There are still many cases where there is too much data to digest. What Automated Insights does is take data and turn it into interesting and hopefully insightful bits of digestible content.


I don't know that this helps or hurts anything really, what they're really doing (for this example at least) is translating stat lines to text.

It's pretty easy to say something like:

This week's top quarterback was %qb% from the %team1% who had %qbyards% and %qbtds% while playing the %team2%.

The total amount of information is exactly the same, they just use a little NLP to make it sound 'hand written' but display a box score in a easier to read manner.


The technology is significantly more complicated than simple search and replace a bunch of variables. Trust me, if we did millions of stories by swapping out the same sentence every time it wouldn't work.

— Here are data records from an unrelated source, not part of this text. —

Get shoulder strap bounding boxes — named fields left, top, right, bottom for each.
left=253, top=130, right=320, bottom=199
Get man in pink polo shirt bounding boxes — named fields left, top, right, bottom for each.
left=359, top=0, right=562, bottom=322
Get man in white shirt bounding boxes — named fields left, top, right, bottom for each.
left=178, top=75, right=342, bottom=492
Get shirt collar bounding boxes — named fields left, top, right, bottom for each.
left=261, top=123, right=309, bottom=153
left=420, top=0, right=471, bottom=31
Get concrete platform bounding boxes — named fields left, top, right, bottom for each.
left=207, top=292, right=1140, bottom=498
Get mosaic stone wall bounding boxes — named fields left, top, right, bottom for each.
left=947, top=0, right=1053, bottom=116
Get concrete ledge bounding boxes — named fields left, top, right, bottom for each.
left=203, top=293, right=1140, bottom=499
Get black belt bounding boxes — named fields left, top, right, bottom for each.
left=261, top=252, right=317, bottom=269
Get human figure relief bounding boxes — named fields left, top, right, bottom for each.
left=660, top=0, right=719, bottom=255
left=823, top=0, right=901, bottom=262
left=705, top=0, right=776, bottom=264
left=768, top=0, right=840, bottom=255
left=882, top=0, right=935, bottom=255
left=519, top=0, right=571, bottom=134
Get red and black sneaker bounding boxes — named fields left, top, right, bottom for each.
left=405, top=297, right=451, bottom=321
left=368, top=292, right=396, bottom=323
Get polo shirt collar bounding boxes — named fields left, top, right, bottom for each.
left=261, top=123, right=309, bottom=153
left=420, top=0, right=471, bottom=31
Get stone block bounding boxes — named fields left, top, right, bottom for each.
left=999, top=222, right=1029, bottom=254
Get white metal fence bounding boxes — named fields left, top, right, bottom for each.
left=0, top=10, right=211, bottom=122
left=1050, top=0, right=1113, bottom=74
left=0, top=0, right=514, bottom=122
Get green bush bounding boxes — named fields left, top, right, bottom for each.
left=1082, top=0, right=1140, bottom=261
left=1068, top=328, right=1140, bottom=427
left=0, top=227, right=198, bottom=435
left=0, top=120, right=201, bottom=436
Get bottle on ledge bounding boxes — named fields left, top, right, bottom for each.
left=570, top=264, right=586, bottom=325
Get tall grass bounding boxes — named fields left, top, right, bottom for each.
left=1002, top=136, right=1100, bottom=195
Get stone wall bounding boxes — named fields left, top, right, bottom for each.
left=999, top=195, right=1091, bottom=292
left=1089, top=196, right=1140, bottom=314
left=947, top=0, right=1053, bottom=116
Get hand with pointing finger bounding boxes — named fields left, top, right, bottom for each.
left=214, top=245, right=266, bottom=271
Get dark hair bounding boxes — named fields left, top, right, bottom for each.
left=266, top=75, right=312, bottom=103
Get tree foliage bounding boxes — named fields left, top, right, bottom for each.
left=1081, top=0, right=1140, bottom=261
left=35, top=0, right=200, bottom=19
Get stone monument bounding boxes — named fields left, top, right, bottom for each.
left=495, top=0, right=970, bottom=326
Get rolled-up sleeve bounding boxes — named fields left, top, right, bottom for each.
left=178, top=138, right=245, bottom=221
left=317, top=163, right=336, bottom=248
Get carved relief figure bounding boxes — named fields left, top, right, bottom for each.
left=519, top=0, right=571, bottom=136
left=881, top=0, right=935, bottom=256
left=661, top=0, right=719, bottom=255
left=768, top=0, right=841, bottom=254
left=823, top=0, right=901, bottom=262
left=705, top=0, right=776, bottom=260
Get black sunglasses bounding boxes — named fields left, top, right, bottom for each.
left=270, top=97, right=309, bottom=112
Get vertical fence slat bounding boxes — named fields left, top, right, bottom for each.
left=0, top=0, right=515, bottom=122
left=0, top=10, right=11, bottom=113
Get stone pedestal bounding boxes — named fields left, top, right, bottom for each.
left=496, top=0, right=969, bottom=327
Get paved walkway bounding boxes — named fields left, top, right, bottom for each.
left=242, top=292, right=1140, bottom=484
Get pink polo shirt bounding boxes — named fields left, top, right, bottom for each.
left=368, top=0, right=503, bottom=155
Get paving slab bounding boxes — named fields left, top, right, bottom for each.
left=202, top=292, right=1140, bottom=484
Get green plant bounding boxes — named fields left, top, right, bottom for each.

Also, the part of the value of what we do is describe "insights" not just spit back raw numbers (which again wouldn't be very valuable).


I didn't mean to demean the work, there is clearly a whole lot going on behind the scenes here. It was more of a rebuttal of the "more data is bad" idea. My point above was unclear, but this idea doesn't necessarily represent more data, just the same data presented in a more human-friendly manner.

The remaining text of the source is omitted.